"His text really led a major change in emphasis," said Shirley B. Gray, a professor of mathematics at Cal State L.A. "The previous calculus texts almost all centered on strong algebra skills developed via analytic geometry. Leithold was more or less the first to incorporate the concepts and vocabulary of set theory, a major component of 'New Math,' into the calculus curriculum of the 1960s.
"The next generation of authors always checked what they were doing," Gray added, "by looking at Leithold."
Leithold also wrote "Before Calculus," a textbook for pre-calculus students, and "The Calculus Virgin: An Artist's View of the Language of Calculus." The latter was the product of an unusual collaboration with D'Arcy Hayman, a painter, writer and longtime arts director of UNESCO, who illustrated the book with drawings inspired by calculus concepts.

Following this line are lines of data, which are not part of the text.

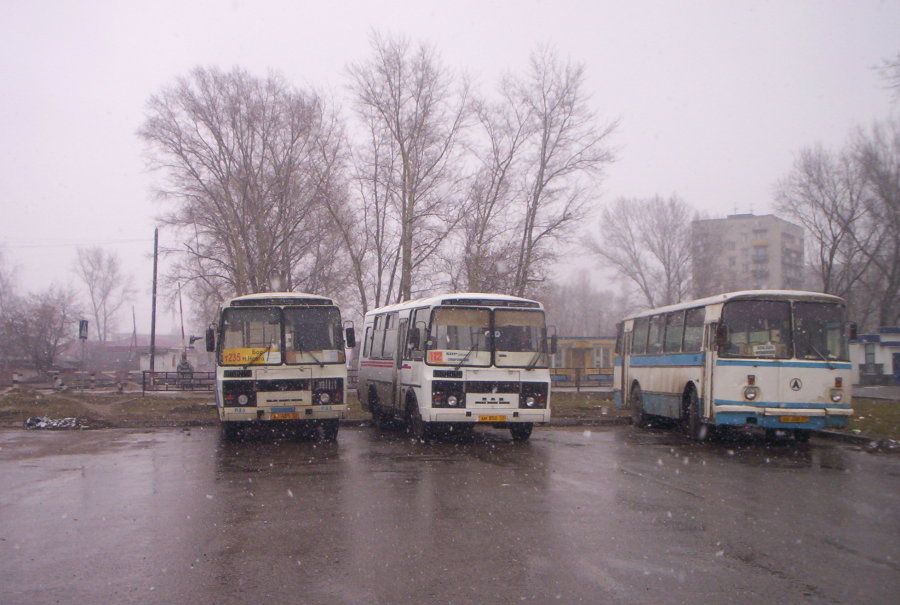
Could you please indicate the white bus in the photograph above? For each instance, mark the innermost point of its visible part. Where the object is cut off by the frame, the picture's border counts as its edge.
(280, 358)
(773, 359)
(457, 360)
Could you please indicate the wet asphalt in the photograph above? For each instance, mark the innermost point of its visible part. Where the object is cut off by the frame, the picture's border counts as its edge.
(576, 515)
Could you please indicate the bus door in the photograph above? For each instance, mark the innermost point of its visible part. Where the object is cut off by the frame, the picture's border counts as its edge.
(399, 374)
(710, 353)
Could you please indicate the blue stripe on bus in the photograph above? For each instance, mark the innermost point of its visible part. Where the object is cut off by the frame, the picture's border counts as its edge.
(672, 359)
(783, 364)
(783, 405)
(774, 422)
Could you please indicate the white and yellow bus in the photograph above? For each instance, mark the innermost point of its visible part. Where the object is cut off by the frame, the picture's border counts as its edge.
(280, 358)
(773, 359)
(458, 360)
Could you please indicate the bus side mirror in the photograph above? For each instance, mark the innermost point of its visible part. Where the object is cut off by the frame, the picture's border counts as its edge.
(721, 335)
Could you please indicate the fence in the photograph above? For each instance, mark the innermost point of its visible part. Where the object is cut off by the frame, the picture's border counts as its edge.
(176, 381)
(579, 378)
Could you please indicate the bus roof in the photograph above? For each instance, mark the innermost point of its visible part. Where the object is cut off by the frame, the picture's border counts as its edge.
(277, 299)
(481, 299)
(743, 294)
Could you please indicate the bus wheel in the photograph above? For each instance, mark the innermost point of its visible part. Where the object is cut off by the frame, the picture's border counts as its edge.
(415, 426)
(329, 429)
(636, 402)
(695, 427)
(231, 431)
(521, 431)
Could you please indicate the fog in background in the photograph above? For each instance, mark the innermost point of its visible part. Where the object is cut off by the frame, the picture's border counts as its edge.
(715, 98)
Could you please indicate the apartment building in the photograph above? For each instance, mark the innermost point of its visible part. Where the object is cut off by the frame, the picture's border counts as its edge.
(746, 252)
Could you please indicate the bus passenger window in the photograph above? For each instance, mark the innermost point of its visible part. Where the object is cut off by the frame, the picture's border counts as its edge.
(674, 332)
(693, 330)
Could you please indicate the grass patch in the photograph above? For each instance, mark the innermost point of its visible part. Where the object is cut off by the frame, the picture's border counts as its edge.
(877, 418)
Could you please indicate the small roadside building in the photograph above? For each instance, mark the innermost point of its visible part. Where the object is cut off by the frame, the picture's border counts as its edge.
(583, 361)
(877, 356)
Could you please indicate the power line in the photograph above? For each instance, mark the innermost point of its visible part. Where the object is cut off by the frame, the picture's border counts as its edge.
(9, 244)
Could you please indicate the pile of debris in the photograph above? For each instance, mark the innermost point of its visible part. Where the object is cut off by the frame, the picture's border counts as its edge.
(45, 422)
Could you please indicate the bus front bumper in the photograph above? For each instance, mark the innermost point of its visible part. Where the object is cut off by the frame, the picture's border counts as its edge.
(783, 418)
(275, 413)
(492, 416)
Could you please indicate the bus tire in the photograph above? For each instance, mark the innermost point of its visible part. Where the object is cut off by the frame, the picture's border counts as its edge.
(329, 429)
(696, 429)
(636, 404)
(521, 431)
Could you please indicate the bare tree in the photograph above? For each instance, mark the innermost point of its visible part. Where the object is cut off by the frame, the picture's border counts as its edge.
(647, 242)
(849, 203)
(41, 324)
(580, 308)
(566, 147)
(824, 193)
(243, 159)
(878, 154)
(414, 114)
(108, 288)
(890, 72)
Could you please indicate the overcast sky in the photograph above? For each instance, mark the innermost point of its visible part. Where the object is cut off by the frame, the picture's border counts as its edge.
(715, 98)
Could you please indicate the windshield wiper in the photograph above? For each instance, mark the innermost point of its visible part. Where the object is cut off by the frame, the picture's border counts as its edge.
(310, 353)
(819, 353)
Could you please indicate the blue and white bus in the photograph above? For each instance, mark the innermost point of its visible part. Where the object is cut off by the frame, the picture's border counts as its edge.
(773, 359)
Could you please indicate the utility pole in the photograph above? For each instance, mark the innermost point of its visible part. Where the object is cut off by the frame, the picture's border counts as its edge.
(153, 309)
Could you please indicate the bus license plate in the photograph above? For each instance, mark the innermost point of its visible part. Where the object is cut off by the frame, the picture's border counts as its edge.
(788, 419)
(285, 416)
(492, 419)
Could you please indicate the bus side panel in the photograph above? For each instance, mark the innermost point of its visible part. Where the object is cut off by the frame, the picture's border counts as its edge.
(663, 379)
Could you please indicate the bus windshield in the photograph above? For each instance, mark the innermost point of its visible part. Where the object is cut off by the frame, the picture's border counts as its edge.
(819, 331)
(251, 336)
(460, 337)
(520, 336)
(313, 335)
(757, 328)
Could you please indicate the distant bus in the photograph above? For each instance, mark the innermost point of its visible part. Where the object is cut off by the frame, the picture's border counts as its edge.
(454, 361)
(280, 359)
(773, 359)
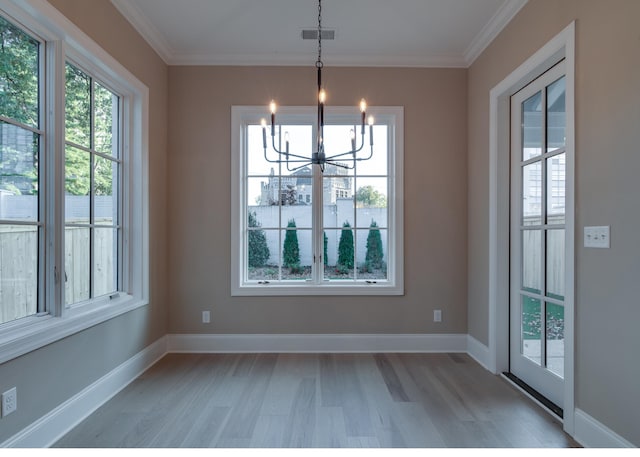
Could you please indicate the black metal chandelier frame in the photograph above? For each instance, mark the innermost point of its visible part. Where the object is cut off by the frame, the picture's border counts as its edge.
(347, 159)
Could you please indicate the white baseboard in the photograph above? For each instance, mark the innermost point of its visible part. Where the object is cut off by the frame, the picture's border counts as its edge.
(45, 431)
(478, 351)
(592, 434)
(320, 343)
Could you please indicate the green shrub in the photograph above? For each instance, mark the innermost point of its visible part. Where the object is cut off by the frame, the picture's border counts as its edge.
(258, 249)
(373, 259)
(291, 250)
(345, 248)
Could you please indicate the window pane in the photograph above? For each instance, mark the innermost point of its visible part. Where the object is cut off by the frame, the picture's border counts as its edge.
(371, 201)
(105, 261)
(18, 173)
(77, 180)
(263, 251)
(76, 265)
(556, 176)
(371, 253)
(555, 264)
(531, 329)
(106, 191)
(532, 126)
(532, 194)
(378, 164)
(300, 143)
(18, 272)
(106, 121)
(19, 76)
(77, 107)
(555, 338)
(556, 115)
(339, 253)
(297, 253)
(531, 261)
(338, 201)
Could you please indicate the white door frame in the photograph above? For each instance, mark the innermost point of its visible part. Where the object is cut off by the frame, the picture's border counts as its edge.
(561, 46)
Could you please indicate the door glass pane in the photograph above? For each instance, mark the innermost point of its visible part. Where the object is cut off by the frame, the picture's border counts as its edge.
(531, 320)
(76, 265)
(532, 194)
(555, 338)
(531, 260)
(297, 253)
(556, 115)
(532, 126)
(18, 271)
(18, 173)
(555, 263)
(556, 176)
(19, 60)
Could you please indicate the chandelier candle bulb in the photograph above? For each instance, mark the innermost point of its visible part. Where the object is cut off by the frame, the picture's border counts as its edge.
(263, 122)
(371, 130)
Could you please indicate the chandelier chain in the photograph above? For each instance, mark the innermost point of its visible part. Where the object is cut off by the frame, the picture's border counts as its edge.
(319, 63)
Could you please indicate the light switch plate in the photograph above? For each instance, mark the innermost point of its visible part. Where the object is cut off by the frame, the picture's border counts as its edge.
(597, 237)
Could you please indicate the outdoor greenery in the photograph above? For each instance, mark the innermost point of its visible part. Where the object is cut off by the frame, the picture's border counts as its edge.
(345, 250)
(368, 196)
(19, 101)
(258, 249)
(374, 256)
(19, 57)
(291, 252)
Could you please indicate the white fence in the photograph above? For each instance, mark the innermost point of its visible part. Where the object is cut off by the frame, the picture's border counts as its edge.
(334, 216)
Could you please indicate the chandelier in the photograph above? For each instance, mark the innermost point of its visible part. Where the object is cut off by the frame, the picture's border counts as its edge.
(319, 157)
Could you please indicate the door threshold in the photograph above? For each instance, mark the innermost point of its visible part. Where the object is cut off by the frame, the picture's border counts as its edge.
(534, 394)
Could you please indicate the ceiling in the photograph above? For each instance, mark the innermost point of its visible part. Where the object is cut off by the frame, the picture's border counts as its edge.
(413, 33)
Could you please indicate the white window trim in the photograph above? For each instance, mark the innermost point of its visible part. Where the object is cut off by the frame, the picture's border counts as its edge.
(65, 40)
(241, 116)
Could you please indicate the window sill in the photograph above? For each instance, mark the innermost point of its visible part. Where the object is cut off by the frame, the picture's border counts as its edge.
(326, 289)
(31, 333)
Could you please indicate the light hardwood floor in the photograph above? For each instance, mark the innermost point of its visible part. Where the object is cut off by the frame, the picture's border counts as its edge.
(318, 400)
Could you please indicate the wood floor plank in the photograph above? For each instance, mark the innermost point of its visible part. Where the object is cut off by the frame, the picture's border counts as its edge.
(318, 400)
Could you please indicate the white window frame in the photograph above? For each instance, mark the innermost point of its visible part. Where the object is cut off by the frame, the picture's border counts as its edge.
(241, 118)
(64, 41)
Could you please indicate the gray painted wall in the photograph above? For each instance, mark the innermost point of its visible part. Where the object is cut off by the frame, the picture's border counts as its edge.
(47, 377)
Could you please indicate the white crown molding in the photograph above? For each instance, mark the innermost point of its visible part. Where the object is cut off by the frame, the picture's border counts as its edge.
(492, 29)
(305, 60)
(319, 343)
(150, 34)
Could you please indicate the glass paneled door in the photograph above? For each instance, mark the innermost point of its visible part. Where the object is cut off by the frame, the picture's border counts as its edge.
(538, 254)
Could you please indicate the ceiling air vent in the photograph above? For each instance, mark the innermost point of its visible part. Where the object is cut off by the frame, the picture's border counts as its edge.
(327, 34)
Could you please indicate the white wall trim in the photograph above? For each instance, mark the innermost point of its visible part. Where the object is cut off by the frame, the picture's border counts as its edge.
(592, 434)
(561, 46)
(492, 29)
(478, 351)
(316, 343)
(45, 431)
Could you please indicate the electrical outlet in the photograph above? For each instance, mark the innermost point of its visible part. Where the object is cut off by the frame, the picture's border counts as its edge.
(9, 401)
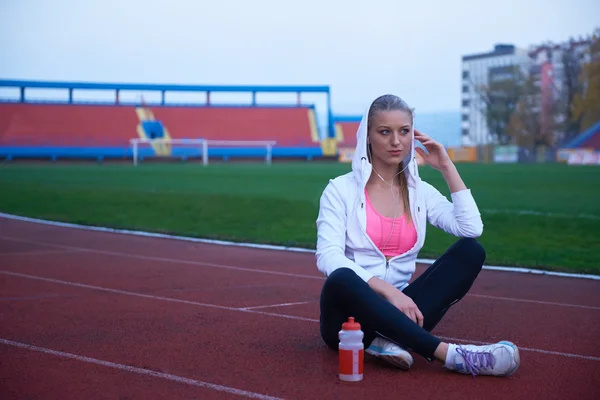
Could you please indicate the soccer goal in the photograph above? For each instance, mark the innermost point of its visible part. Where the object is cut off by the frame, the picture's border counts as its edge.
(198, 148)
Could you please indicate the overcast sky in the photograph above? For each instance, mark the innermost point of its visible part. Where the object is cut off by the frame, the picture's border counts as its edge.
(360, 48)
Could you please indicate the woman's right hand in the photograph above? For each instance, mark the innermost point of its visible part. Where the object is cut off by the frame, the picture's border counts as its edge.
(398, 299)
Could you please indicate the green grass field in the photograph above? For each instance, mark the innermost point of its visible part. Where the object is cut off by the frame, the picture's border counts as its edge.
(540, 216)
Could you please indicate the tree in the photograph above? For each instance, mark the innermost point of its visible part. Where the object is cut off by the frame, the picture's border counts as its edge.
(586, 103)
(501, 97)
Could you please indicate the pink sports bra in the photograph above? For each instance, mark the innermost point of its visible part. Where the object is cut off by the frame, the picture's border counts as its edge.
(402, 239)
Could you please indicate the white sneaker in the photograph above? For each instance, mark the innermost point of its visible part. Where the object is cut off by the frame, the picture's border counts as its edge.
(391, 353)
(500, 359)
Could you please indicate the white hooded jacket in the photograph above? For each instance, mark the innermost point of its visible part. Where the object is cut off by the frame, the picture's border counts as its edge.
(342, 239)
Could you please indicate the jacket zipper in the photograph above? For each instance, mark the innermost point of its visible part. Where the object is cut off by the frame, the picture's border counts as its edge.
(414, 207)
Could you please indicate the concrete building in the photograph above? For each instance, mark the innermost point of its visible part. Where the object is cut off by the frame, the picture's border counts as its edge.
(477, 70)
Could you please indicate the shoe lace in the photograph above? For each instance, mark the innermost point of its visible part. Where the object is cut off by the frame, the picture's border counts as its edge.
(475, 361)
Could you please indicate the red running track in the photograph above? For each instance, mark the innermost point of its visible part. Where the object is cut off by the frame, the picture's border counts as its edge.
(89, 314)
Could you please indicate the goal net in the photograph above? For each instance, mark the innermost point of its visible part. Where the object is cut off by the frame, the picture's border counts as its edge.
(199, 149)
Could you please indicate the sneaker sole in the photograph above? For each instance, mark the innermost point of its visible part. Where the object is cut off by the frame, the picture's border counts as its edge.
(516, 356)
(396, 361)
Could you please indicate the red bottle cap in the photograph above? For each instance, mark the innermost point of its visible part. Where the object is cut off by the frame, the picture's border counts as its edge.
(351, 325)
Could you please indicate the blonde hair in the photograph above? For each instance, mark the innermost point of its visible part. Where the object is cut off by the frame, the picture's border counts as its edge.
(390, 102)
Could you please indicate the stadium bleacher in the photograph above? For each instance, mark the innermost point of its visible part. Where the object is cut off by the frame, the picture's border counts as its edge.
(71, 129)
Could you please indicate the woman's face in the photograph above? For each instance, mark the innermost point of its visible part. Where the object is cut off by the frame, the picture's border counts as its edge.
(389, 136)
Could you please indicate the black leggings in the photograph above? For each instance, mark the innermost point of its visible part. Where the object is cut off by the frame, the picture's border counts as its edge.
(444, 283)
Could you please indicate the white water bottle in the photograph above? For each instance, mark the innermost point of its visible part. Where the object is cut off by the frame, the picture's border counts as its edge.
(351, 351)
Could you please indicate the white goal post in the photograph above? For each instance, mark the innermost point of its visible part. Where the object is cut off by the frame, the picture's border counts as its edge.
(162, 144)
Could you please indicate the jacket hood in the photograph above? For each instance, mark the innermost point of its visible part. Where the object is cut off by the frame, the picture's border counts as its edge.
(361, 165)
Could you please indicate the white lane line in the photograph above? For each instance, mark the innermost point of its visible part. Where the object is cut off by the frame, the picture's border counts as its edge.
(551, 303)
(278, 305)
(586, 357)
(169, 260)
(41, 253)
(262, 271)
(128, 293)
(141, 371)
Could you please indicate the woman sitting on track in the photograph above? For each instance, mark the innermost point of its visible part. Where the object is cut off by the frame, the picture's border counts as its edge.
(371, 226)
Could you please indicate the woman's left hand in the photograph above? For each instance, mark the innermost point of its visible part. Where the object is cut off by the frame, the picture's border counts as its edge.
(438, 157)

By 1987, the "Calculus Guru," as Leithold was sometimes called, was helping to score Advanced Placement exams and sharing his expertise through the College Board's Advanced Placement Calculus Summer Institutes at Pepperdine and Fordham University in New York. He also taught weekend workshops for Advanced Placement teachers.
When Malibu High teacher Brian Corrigan attended one such workshop last year, his instructor mentioned that "the famous Dr. Leithold" was running a session across the hall. "A buzz of excitement ran through the room," Corrigan recalled. "That's what math teachers get crazy about. They all knew who he was."
In 1998, when Leithold was 72, a teacher who had participated in one of his institutes invited him to help launch a calculus program at Malibu High, which had opened its doors only a few years earlier on a hill above Zuma Beach. Seventy-two would probably strike few people as the right age to plunge into the caldron of hormonal excess known as high school, but Leithold was undaunted. He signed on to co-teach first- and second-year calculus as an unpaid "consultant" to the fledgling school's math department and soon was not only spreading the gospel of calculus but picking up the lingo of the youthful world he had entered. ("Straight trippin' fool" became one of his favorite expressions.)
He later accepted a salary, but his friends were not surprised by his initial arrangement.
"Even at Pepperdine, he would turn his paycheck back to [the university] because he just wanted to teach calculus and make sure what he was writing in his textbook really worked," said Bob Barefoot, a longtime high school teacher in Arizona who knew Leithold for 20 years and co-taught many AP calculus institutes with him.